Am I right in thinking this is 500mA (0.5a) per output so can run 7 - 0.5a devices. So could drive 25 LEDs which have a current of 20mA each per output so 175 in total?

#### rossko57

##### Senior Member
You need to bear in mind all those 500mA added up flow through on one common pin, which may have an overall current rating less than 7 x 500mA. This is not mentioned in the ST datasheet, but in the Texas equivalent datasheet
http://www.ti.com/lit/ds/symlink/uln2003a.pdf
there is "Total emitter-terminal current" limit quoted as 2.5A

#### crazynight

##### Senior Member
so from the Texas details I could have 5 of the outputs on. OK so if I only needed 2 on max at any one time and only ran say 5 20mA LED's all should be fine.

Thanks for the help guys

#### rossko57

##### Senior Member
Are you thinking series connected LEDs? Five 20mA LEDs in series take 20mA total ...

#### crazynight

##### Senior Member
I was thinking 5 20mA LEDs would draw 100mA so if I had 2 outputs live the draw would be 200mA. total.

#### Circuit

##### Senior Member
7
I was thinking 5 20mA LEDs would draw 100mA so if I had 2 outputs live the draw would be 200mA. total.
Figure 14 on the Texas Instruments datasheet is the most important information to refer to. There is a limited current available and an issue with overheating if too much current is drawn. That is why the x axis of the graph is the "duty cycle" - the % time that the current is flowing. If only one output is on and it is properly on, that is, not being driven by p.w.m. or suchlike, then the graph recommends that it should not draw more than about 330mA. If you have two switched on, the total current flow should not 200mA per pin. And so forth. So you should be fine with 4 outputs at 100mA each, all on at the same time, according to the graph.

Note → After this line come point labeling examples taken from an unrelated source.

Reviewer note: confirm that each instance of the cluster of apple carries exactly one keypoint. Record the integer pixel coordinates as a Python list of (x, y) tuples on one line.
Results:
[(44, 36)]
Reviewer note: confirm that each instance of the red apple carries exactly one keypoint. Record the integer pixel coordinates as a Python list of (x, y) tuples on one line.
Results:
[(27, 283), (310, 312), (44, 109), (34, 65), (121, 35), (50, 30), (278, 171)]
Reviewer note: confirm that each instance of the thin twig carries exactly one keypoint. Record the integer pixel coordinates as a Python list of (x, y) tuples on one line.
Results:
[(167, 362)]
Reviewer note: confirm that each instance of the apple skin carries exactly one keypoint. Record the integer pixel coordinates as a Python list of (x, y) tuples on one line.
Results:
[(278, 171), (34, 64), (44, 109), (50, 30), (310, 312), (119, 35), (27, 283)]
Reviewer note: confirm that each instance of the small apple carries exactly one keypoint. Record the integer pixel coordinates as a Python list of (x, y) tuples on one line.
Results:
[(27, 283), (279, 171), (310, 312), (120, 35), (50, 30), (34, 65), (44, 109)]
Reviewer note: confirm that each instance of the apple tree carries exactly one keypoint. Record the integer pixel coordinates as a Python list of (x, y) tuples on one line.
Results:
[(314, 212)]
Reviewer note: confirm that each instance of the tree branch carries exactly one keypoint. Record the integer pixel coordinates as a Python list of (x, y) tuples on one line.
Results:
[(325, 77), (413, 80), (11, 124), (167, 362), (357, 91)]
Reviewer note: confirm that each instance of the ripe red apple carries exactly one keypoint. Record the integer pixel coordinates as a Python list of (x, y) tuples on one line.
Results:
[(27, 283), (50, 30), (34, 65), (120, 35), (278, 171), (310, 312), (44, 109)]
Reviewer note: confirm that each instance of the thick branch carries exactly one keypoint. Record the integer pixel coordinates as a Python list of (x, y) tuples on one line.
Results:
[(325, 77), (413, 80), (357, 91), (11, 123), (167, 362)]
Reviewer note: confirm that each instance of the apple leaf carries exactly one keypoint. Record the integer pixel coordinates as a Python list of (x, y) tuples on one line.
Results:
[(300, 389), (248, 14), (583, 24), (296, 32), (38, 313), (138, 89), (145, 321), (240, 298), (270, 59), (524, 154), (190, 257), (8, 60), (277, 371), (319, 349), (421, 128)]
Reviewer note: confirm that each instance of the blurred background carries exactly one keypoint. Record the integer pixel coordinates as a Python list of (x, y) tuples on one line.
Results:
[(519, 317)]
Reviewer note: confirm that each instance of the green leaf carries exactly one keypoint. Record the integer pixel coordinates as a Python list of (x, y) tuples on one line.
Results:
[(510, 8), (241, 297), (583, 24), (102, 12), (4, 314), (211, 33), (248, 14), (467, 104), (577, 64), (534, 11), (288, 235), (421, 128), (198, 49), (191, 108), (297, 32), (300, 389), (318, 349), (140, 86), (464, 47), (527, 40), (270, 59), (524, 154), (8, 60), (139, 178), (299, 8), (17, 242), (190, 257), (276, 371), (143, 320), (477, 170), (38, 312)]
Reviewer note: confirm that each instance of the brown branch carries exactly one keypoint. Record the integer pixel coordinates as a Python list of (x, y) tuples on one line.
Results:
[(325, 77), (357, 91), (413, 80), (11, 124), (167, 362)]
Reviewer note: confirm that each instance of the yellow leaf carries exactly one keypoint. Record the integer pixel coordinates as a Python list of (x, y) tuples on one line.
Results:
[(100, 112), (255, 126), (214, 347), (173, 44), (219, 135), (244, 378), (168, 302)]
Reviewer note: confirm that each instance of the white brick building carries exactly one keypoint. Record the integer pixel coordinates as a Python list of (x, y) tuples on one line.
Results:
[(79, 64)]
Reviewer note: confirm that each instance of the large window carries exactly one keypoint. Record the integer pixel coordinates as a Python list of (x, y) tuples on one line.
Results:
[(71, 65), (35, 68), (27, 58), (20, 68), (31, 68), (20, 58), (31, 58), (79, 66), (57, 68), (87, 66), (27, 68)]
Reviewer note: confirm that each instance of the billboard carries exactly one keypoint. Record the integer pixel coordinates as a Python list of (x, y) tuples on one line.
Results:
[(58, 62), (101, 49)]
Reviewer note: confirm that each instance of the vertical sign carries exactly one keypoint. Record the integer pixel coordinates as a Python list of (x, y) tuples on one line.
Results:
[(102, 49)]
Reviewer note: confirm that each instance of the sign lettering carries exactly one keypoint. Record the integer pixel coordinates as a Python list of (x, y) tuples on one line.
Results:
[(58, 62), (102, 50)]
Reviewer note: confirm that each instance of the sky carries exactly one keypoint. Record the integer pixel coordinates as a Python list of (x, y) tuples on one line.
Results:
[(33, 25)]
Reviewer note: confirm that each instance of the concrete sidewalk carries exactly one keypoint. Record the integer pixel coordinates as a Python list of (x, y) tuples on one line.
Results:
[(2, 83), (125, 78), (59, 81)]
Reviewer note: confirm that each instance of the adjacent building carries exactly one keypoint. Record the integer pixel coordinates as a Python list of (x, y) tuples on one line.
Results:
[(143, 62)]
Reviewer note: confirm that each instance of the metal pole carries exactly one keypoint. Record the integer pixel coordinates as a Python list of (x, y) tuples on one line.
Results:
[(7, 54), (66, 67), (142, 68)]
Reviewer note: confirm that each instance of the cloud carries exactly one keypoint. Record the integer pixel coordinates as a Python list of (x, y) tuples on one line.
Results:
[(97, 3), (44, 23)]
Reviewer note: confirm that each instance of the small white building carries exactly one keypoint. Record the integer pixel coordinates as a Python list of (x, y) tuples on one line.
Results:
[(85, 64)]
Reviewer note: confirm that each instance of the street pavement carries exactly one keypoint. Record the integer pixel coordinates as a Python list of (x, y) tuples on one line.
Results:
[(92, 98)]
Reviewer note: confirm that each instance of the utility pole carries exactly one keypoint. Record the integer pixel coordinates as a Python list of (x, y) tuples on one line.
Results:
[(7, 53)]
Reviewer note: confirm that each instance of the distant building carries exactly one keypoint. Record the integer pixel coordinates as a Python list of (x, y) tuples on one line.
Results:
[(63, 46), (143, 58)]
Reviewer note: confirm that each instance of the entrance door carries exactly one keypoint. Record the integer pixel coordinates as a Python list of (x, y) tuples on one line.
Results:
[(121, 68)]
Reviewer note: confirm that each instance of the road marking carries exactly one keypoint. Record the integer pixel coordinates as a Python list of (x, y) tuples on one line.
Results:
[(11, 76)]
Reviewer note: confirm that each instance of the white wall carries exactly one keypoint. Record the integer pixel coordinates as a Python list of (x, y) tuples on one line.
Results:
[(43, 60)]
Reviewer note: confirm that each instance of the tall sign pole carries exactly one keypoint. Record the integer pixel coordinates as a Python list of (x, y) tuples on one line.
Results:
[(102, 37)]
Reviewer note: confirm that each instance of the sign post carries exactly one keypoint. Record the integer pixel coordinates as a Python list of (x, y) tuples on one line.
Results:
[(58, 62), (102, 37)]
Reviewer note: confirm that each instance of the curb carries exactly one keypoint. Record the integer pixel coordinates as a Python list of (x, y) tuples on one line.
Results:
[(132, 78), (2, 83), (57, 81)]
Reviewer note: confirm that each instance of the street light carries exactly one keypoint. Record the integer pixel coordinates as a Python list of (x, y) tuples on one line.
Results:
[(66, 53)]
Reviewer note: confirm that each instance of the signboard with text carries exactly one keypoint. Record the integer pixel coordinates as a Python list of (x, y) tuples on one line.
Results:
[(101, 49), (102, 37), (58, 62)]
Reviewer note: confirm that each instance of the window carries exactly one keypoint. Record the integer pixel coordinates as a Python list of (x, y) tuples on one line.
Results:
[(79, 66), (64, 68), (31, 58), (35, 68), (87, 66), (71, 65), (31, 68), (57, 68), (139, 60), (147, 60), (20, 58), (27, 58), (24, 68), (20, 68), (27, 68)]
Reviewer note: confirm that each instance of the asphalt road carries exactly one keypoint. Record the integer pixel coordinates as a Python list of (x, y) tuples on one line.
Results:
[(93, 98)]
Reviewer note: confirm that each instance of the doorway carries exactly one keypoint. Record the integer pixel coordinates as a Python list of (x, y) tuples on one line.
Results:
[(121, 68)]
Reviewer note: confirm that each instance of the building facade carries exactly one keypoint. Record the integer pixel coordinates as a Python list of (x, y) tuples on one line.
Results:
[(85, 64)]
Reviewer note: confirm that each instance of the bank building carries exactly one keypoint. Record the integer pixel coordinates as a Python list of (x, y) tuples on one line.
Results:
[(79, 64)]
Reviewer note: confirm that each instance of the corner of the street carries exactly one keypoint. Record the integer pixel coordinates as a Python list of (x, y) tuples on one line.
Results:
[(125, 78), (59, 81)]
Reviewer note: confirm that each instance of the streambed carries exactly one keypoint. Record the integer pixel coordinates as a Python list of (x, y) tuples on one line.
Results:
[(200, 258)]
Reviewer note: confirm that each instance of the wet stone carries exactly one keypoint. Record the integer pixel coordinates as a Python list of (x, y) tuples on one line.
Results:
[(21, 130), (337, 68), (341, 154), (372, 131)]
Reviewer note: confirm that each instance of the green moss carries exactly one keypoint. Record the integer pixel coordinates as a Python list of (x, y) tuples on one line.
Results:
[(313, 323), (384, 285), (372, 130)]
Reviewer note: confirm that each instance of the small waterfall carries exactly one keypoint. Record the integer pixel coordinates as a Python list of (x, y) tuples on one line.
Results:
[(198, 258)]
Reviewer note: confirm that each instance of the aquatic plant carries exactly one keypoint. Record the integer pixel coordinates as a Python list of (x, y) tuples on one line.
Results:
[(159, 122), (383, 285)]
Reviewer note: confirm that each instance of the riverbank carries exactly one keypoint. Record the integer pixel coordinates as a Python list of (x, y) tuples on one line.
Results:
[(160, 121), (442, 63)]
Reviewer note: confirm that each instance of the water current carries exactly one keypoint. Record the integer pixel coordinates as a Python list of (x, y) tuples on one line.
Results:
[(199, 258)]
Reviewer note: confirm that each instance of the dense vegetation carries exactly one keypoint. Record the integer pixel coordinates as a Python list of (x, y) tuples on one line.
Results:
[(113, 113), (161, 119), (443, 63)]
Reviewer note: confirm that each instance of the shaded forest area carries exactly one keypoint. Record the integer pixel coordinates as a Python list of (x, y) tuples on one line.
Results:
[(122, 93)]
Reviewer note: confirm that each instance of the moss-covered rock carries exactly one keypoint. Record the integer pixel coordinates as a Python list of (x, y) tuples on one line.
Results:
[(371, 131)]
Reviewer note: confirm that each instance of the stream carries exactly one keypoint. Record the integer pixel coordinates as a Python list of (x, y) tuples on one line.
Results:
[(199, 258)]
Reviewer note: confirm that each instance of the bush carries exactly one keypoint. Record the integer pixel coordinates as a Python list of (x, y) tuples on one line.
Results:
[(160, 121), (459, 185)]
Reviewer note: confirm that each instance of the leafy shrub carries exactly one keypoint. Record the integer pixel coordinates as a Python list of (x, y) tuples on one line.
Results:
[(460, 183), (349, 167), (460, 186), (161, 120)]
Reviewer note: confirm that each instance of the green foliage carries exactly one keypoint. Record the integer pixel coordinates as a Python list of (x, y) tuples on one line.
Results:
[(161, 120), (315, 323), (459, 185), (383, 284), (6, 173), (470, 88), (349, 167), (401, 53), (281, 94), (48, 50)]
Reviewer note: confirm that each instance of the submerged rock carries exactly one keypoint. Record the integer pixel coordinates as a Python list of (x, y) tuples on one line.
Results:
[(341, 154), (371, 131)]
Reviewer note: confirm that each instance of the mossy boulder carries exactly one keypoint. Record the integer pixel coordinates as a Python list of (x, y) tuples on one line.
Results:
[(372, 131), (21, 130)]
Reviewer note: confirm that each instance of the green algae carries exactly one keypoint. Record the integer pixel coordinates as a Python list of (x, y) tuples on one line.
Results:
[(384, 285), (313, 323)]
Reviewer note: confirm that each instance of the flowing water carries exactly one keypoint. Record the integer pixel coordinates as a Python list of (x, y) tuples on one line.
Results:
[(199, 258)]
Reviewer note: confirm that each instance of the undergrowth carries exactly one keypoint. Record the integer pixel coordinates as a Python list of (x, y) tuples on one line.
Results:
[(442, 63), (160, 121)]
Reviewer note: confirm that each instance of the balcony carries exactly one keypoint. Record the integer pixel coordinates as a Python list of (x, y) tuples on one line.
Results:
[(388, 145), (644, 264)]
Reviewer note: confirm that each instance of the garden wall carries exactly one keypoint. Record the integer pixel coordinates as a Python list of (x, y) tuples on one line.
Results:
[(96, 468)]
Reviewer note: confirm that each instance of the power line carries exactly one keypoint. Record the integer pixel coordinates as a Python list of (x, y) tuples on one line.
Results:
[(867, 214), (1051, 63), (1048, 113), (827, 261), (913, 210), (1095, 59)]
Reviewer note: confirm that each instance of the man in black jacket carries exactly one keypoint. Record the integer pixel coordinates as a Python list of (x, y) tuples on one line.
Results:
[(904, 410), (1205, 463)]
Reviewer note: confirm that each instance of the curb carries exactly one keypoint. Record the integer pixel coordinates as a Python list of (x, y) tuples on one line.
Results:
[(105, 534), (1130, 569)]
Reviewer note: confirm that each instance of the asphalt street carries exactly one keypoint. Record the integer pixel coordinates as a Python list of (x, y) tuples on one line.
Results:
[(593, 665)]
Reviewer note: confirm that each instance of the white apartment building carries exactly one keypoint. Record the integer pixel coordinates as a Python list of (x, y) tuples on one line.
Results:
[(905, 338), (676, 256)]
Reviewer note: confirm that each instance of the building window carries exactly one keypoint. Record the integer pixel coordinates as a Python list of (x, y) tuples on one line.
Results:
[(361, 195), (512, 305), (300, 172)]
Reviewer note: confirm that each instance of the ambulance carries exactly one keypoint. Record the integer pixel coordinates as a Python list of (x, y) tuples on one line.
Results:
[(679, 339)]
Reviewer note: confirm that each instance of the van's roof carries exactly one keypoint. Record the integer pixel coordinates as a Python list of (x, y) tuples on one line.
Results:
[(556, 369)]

I have always thought it a little misleading that the introduction section states 500mA per pin - as if the chip could drive that through every pin! Figure 14 also shows that the 500mA figure is for 50% duty cycle, not 100%. I think a lot of people run these chips well over the rating and it seems that in many cases they get away with it, but you can certainly burn them out if you chance your luck. Figure 14 shows the parameters for safe and long-term operation.

#### westaust55

##### Moderator
Using the TI ULN2803 Datasheet as a guide
http://www.ti.com/lit/ds/symlink/uln2803a.pdf
Under absolute max ratings:
Total substrate terminal current is -2.5 Amps.
So in that case 500 mA peak per channel or with all 8 channels loaded, About 300 mA per per channel on average and some for internal loads/losses.

So albeit to a slightly different "chip", clearly power/heat losses and duty cycle as mentioned above also come into play.